Dalam Oligarki penguasa kolektif ini, para Oligark bekerja sama untuk

mempertahankan kekayaannya dan memerintah suatu komunitas. Dalam

kebanyakan kasus, pemerintah kolektif dilembagakan dalam suatu badan

pemerintah yang isinya Oligark semuanya. Secara historis, contoh dari

bentuk oligarki penguasa kolektif bisa ditemui dari komisi mafia,


pemerintahan Yunani-Roma, juga menurut Winters adalah praktek politik di

Indonesia pasca Soeharto.

Ketiga, bentuk Oligarki terjadi ketika monopoli sarana pemaksaannya

terletak pada satu tangan Oligark.
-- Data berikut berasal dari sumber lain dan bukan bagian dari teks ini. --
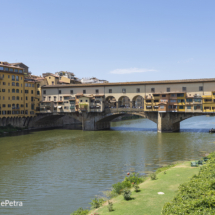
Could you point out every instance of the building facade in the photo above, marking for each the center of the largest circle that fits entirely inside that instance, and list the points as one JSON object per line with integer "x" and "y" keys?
{"x": 195, "y": 95}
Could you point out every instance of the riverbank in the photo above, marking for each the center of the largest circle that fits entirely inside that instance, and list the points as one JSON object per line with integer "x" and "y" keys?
{"x": 147, "y": 201}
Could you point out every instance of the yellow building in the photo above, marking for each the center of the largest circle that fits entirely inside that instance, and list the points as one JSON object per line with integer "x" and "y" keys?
{"x": 11, "y": 91}
{"x": 18, "y": 95}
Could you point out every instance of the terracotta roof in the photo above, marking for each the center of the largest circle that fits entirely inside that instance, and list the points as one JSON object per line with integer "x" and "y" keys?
{"x": 136, "y": 83}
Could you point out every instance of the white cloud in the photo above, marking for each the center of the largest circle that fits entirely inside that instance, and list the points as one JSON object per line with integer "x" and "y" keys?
{"x": 131, "y": 70}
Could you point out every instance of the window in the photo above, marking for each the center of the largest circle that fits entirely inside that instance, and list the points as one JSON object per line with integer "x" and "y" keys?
{"x": 197, "y": 100}
{"x": 152, "y": 90}
{"x": 180, "y": 94}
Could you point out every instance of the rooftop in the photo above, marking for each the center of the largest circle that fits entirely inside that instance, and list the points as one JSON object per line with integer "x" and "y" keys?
{"x": 134, "y": 83}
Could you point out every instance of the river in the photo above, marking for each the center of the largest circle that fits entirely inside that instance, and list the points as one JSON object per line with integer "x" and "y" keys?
{"x": 57, "y": 171}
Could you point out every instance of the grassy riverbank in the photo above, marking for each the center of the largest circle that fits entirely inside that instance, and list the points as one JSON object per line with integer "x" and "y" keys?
{"x": 147, "y": 201}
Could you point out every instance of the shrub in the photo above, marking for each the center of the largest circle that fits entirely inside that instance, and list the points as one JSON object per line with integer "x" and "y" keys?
{"x": 118, "y": 187}
{"x": 110, "y": 206}
{"x": 80, "y": 211}
{"x": 197, "y": 195}
{"x": 136, "y": 187}
{"x": 164, "y": 168}
{"x": 127, "y": 194}
{"x": 97, "y": 202}
{"x": 135, "y": 178}
{"x": 153, "y": 176}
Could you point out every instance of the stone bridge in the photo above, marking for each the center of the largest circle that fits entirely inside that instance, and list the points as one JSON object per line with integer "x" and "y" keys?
{"x": 92, "y": 121}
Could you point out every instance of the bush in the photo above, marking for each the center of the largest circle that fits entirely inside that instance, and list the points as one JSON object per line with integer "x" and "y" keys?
{"x": 97, "y": 202}
{"x": 110, "y": 206}
{"x": 80, "y": 211}
{"x": 136, "y": 187}
{"x": 153, "y": 176}
{"x": 118, "y": 187}
{"x": 135, "y": 178}
{"x": 164, "y": 168}
{"x": 197, "y": 195}
{"x": 127, "y": 194}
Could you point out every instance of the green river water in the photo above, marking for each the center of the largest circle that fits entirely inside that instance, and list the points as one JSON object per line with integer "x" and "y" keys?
{"x": 57, "y": 171}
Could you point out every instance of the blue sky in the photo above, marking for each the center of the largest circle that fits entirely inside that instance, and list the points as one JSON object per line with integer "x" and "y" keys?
{"x": 116, "y": 40}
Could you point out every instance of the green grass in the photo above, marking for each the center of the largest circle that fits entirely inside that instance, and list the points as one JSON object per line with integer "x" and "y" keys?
{"x": 147, "y": 201}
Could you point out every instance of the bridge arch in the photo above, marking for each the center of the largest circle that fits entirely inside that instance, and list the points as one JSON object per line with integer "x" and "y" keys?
{"x": 124, "y": 101}
{"x": 110, "y": 102}
{"x": 138, "y": 101}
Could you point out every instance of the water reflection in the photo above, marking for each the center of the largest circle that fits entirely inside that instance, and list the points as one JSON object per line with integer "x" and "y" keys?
{"x": 57, "y": 171}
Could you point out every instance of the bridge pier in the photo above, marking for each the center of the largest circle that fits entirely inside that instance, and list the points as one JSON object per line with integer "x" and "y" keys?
{"x": 166, "y": 123}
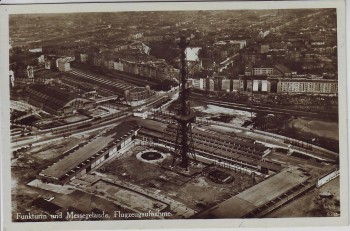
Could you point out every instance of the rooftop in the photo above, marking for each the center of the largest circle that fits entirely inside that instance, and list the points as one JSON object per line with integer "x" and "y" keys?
{"x": 70, "y": 162}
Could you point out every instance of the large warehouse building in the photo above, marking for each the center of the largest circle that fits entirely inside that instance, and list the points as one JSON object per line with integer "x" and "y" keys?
{"x": 85, "y": 158}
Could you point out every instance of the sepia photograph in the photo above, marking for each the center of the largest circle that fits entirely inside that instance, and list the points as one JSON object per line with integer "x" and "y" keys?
{"x": 170, "y": 114}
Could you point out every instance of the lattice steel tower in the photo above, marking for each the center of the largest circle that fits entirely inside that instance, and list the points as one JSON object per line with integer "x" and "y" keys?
{"x": 184, "y": 143}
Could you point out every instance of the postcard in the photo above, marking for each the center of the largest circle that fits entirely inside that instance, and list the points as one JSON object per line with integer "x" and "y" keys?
{"x": 174, "y": 115}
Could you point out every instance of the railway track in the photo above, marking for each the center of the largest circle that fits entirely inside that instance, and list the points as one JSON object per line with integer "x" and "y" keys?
{"x": 260, "y": 108}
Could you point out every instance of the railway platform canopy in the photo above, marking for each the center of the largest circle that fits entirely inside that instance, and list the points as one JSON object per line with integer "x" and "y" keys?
{"x": 263, "y": 193}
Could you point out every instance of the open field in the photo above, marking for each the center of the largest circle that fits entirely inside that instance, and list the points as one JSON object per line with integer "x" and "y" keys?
{"x": 311, "y": 205}
{"x": 320, "y": 128}
{"x": 153, "y": 176}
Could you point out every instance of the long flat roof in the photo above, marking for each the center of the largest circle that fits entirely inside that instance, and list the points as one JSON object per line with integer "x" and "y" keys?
{"x": 69, "y": 162}
{"x": 250, "y": 199}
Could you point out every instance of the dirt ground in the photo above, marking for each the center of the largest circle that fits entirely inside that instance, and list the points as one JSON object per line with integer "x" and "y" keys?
{"x": 311, "y": 205}
{"x": 25, "y": 168}
{"x": 321, "y": 128}
{"x": 196, "y": 191}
Hubungan antara Oligark bersifat patron-

klien terhadap Oligark yang berkuasa tersebut. Oligarki jenis ini disebut

sebagai Oligarki Sultanistik. Wewenang dan kekerasan hanya dikuasai oleh

penguasa utama, sedangkan para Oligark lainnya menggantungkan

pertahanan kekayaan dan hartanya pada Oligark tunggal tersebut. Para

penguasa Oligark mengalahkan kapasitas Oligark di bawahnya, biasanya

dengan mekanisme alat kekerasan negara atau mencampurkan dengan

sarana pemaksa individu. Para Oligark bawahan yang tidak bersenjata

kemudian mempertahankan kekayaan dengan menginvestasikan sebagian

sumber daya yang dimilikinya kepada Oligark Sultanistik. Dengan itu, oligark

penguasa berkewajiban melindungi Oligark-Oligark di bawahnya. Salah satu

contoh mengenai Oligarki Sultanistik ini pada rejim Soeharto di Indonesia.

Keempat, Oligarki yang sepenuhnya tak bersenjata dan tidak

berkuasa langsung. Oligark menyerahkan kekuasaannya pada lembaga non-

pribadi dan terlembaga dimana hukum lebih kuat. Oligarki jenis ini disebut

dengan Oligarki Sipil. Karena hak milik dan pertahanan harta telah

disediakan oleh negara, maka fokus Oligark hanya pada pertahanan

pendapatan, yaitu upaya untuk mengelak dari jangkauan negara untuk


meredistribusi kekayaan, misal melalui pajak progresif. Oligarki Sipil tidak

selalu bersifat demokratis dan melibatkan pemilu. Misalnya, Amerika dan

India memang bersifat demokratis secara prosedural, tetapi di Singapura dan

Malaysia bersifat otoriter. Dari beragam contoh itu, semuanya bersifat oligarki

sipil.

Tipe ideal yang dibuat oleh Winters ini tidak statis, artinya dalam suatu

wilayah yang memiliki satu tipe oligarki tertentu bisa memungkinkan berubah

menjadi tipe oligarki yang lain. Hal itu terjadi dengan mengikuti

perkembangan situasi yang spesifik. Ini misalnya terjadi di Indonesia. Oligark

merupakan aktor sangat berpengaruh dalam ekonomi politik Indonesia,

mereka muncul dan memperoleh kekuasaan semasa Orde Baru Soeharto,

dan transisi menuju demokrasi bukan merupakan gangguan signifikan atau

menyusutkan kekuasaan mereka. Oligarki itu sendiri berubah secara

dramatis seiring tumbangnya rezim Soeharto—dari sultanistik ke penguasa

kolektif—dengan konsekuensi penting bagaimana cara pertahanan kekayaan

diupayakan dan dijamin di Indonesia. Namun, Oligarki tidak lantas

menghilang. Penekanan pada bagian ini adalah bagaimana kekuasaan

oligarkis terejawantah di Indonesia kontemporer.